“As individuals, we are our relationships and our connections to people, and what we do with them,” Guestrin says, perhaps revealing a bit of the graph dataset philosophy.
Since moving to Seattle last August, Guestrin has been talking to GraphLab users, colleagues, and investors about how to push the technology further than it could go as an open source offering from a university, he says.
He has been transitioning his efforts to form a stand-alone company in the last few months.
“GraphLab is my dream,” he says.
Guestrin’s decision to launch a business based on the technology is motivated in part by his desire to make GraphLab sustainable—something he’s not certain it can be solely with support in the open source community.
“There have been other companies that have been able to maintain a self-sustaining, effective effort in the open source community, but also pay the salaries of the people involved,” he says.
The Mozilla Foundation would be one obvious example—albeit a nonprofit one.
“GraphLab, given the level of engagement, the number of people, and the type of engagement—it just can’t be done by a few students in an academic lab,” he says. “We need a larger number of people involved in order to continue to make it valuable and effective.”
He’s aiming for a headcount “in the teens” and has made hires from academia and “from top companies in the Seattle area.” The company is working from incubator space in Fluke Hall on the UW campus.
(The lab in GraphLab, by the way, is for both laboratory, and the Labrador retriever that was Guestrin’s companion when the technology was conceived. “There’s a genesis story for names that may or may not be true,” Guestrin quips.)
Seattle is the right place to build a big data company with heavy academic underpinnings, he says, because of the active connections between entrepreneurs and research at the UW. “That brought me a lot of good mentorship, advice, connections, and collaborations,” he says.
How will he balance academic responsibilities with being a startup CEO? “There’s inspiring examples of how that can be done with Oren Etzioni and Dan Weld and others,” Guestrin says, referring to other UW professor-entrepreneurs.
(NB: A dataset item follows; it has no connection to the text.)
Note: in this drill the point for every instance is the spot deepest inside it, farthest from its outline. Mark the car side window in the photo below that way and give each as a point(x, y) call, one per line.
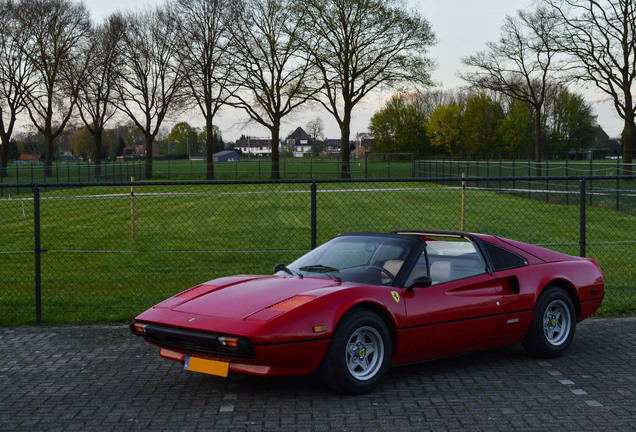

“Beyond that, Seattle as a whole is an exciting place to be doing this kind of thing,” he says, pointing to the leadership in cloud computing infrastructure from the big three of Amazon, Microsoft, and Google.
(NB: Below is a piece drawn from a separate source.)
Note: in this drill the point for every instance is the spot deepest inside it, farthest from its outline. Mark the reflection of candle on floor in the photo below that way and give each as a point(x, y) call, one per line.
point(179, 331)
Madrona’s McIlwain notes the expertise—commercial and academic—accumulating in Seattle around big data.
“We think there’s these horizontal plays like GraphLab, Context Relevant, and Tableau, but that also all innovative companies need to be data analysis-driven.”
As a commercial enterprise, GraphLab Inc., will work on a broader, more robust platform for analysis of enormous graph datasets, and may provide bespoke solutions for individual customers, Guestrin says. He emphasizes that the company plans to continue to make contributions to the open source community.
One area of innovation in the latest version—Graph Lab 2.2, which the startup plans to introduce to the open source community at a San Francisco workshop in July—integrates ideas developed by one of Guestrin’s students at Carnegie Mellon for running a graph dataset analysis on machines as small as a Mac Mini. The platform can now be scaled from there all the way up to the full horsepower of a cloud computing cluster, depending on the size of the dataset and how fast an answer is needed.
In addition to McIlwain, Greg Papadopoulos of NEA is joining GraphLab’s board. The company also has a technical advisory board including UW computer science chair Hank Levy; Sujal Patel, founder of Isilon Systems; and Chris Stolte, co-founder of Tableau Software.